Saturday, 2 October 2021

Shudder Saturday: Seance (2021)

This is on me. Totally. I saw the trailer for this and allowed myself to start feeling optimistic. It looked like an enjoyable horror movie with the emphasis on scares and a spooky atmosphere. That ended up not being the case. What we have is something on a par with a few other horror movies from recent years, a bit of a throwback that doesn't do enough to refresh or twist the tired material.

Suki Waterhouse plays Camille Meadows, a young woman who arrives at the Fairfield Academy. Her arrival comes not long after the death of a student, a death apparently caused by a ritual not a million miles away from the whole "Bloody Mary" thing that many people are familiar with. Quickly making enemies with a particular clique, Camille soon discovers that Fairfield Academy may have a ghost or two wandering the rooms, and someone may want her to reveal what really happened to cause their death.

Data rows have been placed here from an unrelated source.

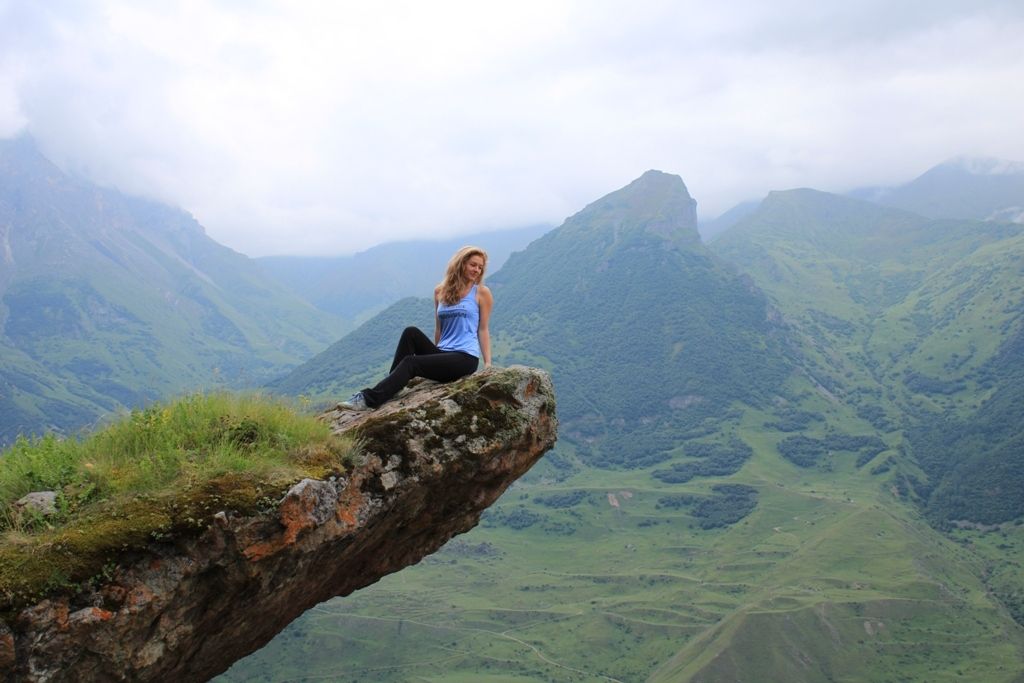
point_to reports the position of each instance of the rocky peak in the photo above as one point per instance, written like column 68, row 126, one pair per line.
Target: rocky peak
column 434, row 460
column 655, row 203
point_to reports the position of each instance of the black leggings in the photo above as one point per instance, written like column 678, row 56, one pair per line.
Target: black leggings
column 417, row 356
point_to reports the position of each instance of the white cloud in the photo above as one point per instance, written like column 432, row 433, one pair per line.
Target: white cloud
column 328, row 127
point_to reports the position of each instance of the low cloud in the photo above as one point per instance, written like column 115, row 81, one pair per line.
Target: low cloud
column 324, row 128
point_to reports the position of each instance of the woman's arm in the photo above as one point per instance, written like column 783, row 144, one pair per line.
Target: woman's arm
column 437, row 323
column 485, row 301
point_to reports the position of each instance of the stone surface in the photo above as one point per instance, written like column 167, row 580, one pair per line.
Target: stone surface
column 434, row 460
column 42, row 502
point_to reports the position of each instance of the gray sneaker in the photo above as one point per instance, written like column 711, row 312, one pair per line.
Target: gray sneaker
column 356, row 402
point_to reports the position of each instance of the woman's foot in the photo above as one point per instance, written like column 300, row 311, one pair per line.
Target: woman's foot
column 356, row 402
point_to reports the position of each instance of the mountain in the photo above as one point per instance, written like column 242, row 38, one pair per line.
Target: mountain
column 916, row 323
column 381, row 275
column 110, row 301
column 734, row 495
column 982, row 188
column 646, row 333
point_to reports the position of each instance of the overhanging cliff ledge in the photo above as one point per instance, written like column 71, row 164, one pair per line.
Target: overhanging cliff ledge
column 434, row 459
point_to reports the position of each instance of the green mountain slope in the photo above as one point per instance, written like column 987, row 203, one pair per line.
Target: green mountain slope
column 108, row 300
column 723, row 503
column 914, row 322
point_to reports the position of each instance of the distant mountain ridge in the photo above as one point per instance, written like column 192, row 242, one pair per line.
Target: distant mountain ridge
column 109, row 301
column 978, row 187
column 916, row 323
column 358, row 286
column 735, row 494
column 630, row 270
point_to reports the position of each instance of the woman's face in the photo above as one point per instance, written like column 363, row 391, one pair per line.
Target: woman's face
column 472, row 267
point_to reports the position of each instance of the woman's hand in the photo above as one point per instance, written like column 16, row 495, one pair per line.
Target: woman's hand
column 485, row 301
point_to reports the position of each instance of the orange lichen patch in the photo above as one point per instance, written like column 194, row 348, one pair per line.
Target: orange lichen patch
column 89, row 615
column 258, row 551
column 139, row 597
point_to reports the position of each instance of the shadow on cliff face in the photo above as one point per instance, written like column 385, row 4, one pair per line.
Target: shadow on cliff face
column 433, row 460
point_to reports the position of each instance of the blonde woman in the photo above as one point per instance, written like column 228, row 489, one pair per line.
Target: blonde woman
column 462, row 311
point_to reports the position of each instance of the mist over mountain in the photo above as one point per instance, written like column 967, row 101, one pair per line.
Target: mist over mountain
column 982, row 188
column 738, row 485
column 358, row 286
column 751, row 430
column 645, row 332
column 110, row 301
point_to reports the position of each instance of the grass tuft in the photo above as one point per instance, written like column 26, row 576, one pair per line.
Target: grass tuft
column 152, row 476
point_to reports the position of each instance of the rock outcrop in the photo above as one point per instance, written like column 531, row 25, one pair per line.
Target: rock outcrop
column 434, row 460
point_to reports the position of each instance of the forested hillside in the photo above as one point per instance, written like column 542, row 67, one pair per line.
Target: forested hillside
column 914, row 322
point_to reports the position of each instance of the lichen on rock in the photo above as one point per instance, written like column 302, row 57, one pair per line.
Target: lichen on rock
column 433, row 460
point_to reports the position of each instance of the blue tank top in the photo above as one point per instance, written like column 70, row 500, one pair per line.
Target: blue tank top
column 461, row 325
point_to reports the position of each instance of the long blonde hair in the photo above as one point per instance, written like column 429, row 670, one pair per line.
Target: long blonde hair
column 450, row 290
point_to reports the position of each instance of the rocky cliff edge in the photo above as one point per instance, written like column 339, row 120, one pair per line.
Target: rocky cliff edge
column 433, row 460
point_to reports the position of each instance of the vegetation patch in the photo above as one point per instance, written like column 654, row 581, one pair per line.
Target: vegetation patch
column 730, row 503
column 714, row 460
column 567, row 499
column 807, row 452
column 156, row 475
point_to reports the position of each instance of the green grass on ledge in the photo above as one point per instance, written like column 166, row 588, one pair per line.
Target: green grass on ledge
column 155, row 475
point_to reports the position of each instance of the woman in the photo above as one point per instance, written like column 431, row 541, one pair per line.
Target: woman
column 462, row 311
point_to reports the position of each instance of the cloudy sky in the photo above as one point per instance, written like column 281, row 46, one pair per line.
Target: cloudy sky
column 327, row 127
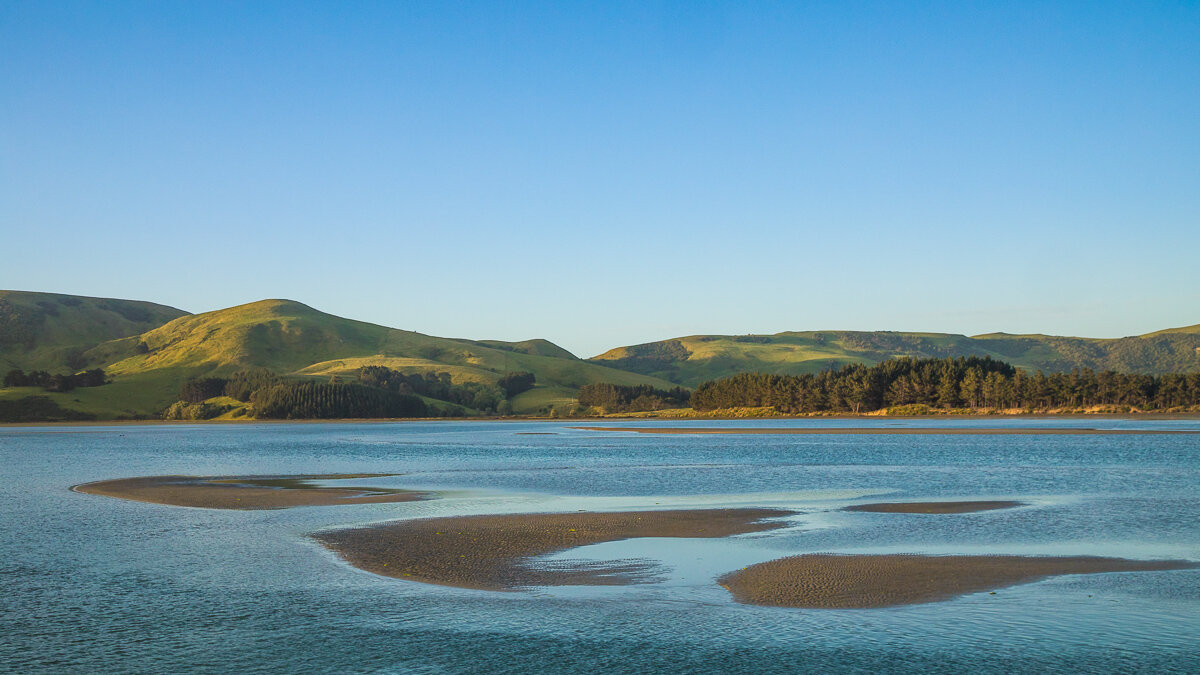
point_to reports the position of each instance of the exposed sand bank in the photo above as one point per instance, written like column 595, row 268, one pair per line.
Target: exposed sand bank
column 861, row 581
column 245, row 493
column 933, row 507
column 492, row 551
column 897, row 430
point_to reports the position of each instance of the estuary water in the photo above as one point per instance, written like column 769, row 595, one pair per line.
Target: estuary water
column 93, row 584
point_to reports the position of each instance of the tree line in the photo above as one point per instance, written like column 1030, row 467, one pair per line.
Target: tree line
column 619, row 398
column 963, row 382
column 319, row 400
column 65, row 382
column 379, row 392
column 478, row 395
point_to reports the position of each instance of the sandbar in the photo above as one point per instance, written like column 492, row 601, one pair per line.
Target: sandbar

Written and directed by Simon Barrett, who has previously directed a segment or two for the V/H/S series (and has written some great films, such as You're Next and The Guest, and the oft-forgotten Dead Birds), this is a film that very deliberately chooses to go in one particular direction in the third act, and that direction didn't feel like the right choice for me. That's a real shame, particularly when one or two moments in the first 2/3 of the movie are enjoyably spooky and hinting at a much better movie (the same movie that the trailer seemed to be selling).

Waterhouse isn't a very good lead, although she's not helped by the way her character is written, and none of the other main cast members do enough to stand out. Madisen Beaty, Inanna Sarkis, Ella-Rae Smith, Stephanie Sy, Djouliet Amara, Jade MIchael, and Seamus Patterson are all getting name-checked here because of their screentime, but I'd say that only Sy and Smith come close to making a decent impression, portraying two very different characters that at least don't feel as interchangeable as everyone else in the main group.

I suspect a lot of people will like this much more than I did. It's technically very well done, and I appreciate the fact that Barrett isn't afraid to make use of things like flickering lights and ghostly figures glimpsed ever so briefly alongside some of those flickers, but it feels like Barrett started the film with one approach in mind and then began to doubt himself. He should have had a bit more faith in his own ability to use, and revel in, the ghostly aspect of his plot. Somewhat paradoxically, something so old-fashioned and "creaky" feels fresher and more enjoyable than the familiar third act, which basically turns into a bit of a Scooby-Doo ending (without the fun).

It's not a terrible viewing experience, and does enough in between the dull moments to just about make up for those dull moments, but it's disappointing. Very disappointing. Although it would have been less disappointing if it had been released about twenty years ago, when most of the big supernatural films released went for the same kind of ending.